![]() |
兵庫県立歴史博物館 館長 藪田 貫 |
災害に出会う怖さ 2019年10月15日 |
台風19号によって、関東・東北を中心に大きな被害が生まれています。上陸前から気象庁が「これまでに経験したことのない被害が起きる可能性がある」と、しきりに警告を発していましたが、まさにその通り、前代未聞の大災害となりました。岩手県から長野県に至る範囲、7県で52の河川で堤防が決壊し、洪水が起きるとは、誰が予想できたでしょう。
今後さらに被害状況の確認が進むことで、その規模の増すことが予想されますが、被害に遭われた皆様に心よりお見舞いを申し上げます。
この度の台風は12日(土)に上陸、関東地方には夕方から夜にかけて通過しましたので、恐怖の夜を過ごされた人が多かったと思います。とくに子どもたちにとって、豪雨と大風の恐怖は耐えがたかったのではないでしょうか。わたしにも、半世紀以上も前に遭遇した「伊勢湾台風」の怖さが残っているのです。1959年9月26日、11歳のことです。
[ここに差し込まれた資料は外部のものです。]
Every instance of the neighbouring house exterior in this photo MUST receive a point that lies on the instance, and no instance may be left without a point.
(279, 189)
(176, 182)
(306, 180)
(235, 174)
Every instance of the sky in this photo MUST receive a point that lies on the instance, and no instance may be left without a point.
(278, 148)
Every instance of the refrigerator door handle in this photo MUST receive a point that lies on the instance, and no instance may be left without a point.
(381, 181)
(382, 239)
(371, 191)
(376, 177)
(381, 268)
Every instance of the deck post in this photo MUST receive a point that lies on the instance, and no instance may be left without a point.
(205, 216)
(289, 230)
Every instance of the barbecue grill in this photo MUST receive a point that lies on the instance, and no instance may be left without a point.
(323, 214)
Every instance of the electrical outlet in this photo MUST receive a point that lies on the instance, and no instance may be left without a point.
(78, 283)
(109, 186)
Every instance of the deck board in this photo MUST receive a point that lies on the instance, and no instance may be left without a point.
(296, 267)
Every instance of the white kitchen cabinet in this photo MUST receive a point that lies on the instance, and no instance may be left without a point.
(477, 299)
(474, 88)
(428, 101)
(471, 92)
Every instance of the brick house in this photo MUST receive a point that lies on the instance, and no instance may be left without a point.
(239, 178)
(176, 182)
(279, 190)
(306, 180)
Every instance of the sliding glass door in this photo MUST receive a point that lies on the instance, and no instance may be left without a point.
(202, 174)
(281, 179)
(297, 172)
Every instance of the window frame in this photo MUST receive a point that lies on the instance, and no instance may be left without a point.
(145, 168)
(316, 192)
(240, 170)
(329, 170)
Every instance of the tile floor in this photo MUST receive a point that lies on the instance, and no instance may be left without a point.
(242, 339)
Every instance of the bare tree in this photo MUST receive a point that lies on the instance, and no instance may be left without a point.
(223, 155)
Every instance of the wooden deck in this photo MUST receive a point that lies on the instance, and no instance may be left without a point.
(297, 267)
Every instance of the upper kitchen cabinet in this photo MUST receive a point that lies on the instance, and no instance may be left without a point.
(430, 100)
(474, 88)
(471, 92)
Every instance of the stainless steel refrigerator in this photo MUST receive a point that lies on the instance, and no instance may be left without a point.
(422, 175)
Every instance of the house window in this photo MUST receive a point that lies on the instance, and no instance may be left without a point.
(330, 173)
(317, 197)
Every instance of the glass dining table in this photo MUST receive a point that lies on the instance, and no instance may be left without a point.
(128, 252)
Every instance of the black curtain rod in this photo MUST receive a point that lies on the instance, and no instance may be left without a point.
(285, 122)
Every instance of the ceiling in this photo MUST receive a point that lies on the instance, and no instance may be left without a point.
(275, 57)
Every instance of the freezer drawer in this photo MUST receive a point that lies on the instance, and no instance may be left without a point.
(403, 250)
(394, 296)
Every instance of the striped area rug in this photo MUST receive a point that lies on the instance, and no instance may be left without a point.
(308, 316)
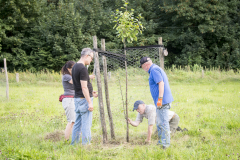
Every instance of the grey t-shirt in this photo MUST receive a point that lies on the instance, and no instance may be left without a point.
(150, 114)
(68, 87)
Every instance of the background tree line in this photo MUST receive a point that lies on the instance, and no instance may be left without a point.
(44, 34)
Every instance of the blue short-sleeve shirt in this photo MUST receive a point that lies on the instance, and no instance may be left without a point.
(156, 75)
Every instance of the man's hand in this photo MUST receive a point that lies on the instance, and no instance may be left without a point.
(90, 107)
(147, 141)
(92, 76)
(129, 120)
(95, 95)
(159, 103)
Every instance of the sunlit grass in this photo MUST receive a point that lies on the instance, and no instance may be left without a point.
(208, 107)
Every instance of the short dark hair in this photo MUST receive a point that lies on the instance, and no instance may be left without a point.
(69, 65)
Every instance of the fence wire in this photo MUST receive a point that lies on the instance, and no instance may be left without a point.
(133, 56)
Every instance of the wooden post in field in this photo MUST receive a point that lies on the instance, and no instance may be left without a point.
(7, 85)
(202, 73)
(17, 77)
(100, 95)
(106, 90)
(125, 52)
(160, 51)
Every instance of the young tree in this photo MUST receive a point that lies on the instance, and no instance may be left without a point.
(128, 27)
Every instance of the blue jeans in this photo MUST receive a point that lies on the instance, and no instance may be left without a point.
(83, 122)
(163, 125)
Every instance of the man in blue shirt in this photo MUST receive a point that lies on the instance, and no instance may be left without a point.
(162, 96)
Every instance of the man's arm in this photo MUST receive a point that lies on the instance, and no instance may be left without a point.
(160, 95)
(133, 123)
(150, 127)
(86, 94)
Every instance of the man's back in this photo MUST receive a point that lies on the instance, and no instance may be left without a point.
(80, 73)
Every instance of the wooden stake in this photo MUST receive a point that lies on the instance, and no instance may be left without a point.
(202, 73)
(106, 90)
(17, 77)
(7, 85)
(100, 95)
(160, 51)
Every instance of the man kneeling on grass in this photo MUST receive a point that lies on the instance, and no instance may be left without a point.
(149, 112)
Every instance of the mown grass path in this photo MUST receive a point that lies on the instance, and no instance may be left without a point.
(210, 110)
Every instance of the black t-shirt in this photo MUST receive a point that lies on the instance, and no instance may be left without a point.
(80, 73)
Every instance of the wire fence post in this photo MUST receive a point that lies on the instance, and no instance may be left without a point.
(161, 56)
(7, 85)
(100, 95)
(125, 52)
(106, 90)
(17, 77)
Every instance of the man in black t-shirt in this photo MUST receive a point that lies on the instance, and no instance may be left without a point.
(83, 98)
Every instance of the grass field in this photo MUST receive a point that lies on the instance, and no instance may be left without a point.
(32, 121)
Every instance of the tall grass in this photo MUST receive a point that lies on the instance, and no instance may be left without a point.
(208, 107)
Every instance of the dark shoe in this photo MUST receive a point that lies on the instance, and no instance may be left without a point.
(179, 129)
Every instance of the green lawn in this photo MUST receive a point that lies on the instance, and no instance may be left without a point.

台風接近に備え、家中の畳を上げ、縁側の戸障子のすべてにカスガイの様に立て掛け、強風で戸障子が飛ばないようにするのですが、子どもも、その畳を力一杯、支えるのです。支え続けていると、風向きが時刻とともに変わっていくのがわかり、台風が左巻きの渦だということも知りました。深夜近くになると本来なら眠くてしかたがないのですが、怖さが先に立ち、台風が去るまで睡魔に負けることはありませんでした。
結果として自宅は半壊、床下浸水という診断を受ける被害でしたが、今も、その時の恐怖感が蘇ります。この度の台風と大雨、そして洪水に、どれほど子どもたちが恐れおののいたのかを思うと、胸が痛みます。
伊勢湾台風は、1995年1月に阪神・淡路大震災が起きるまで戦後最大の自然災害でした。その後さらに、2011年3月の東日本大震災が起きましたが、その当時、交流のあったドイツ・ケルン大学の日本語学科の学生たちが、被災者を励まそうと作った綿製の手提げバックがあります。親しくしていたフランチェスカ・エームケ教授に頂き、愛用しているものですが、その両面には、学生たちが描いた絵と言葉がプリントされています。
ひとつはStand Up Japan「立ち上がろう日本」ですが、ドイツ語の方は「苦しいとき、傍にいるのが友人だ」という意味だと教えられました。
復興の道筋は長いと思いますが、この思いを、被災された皆様に捧げたいと思います。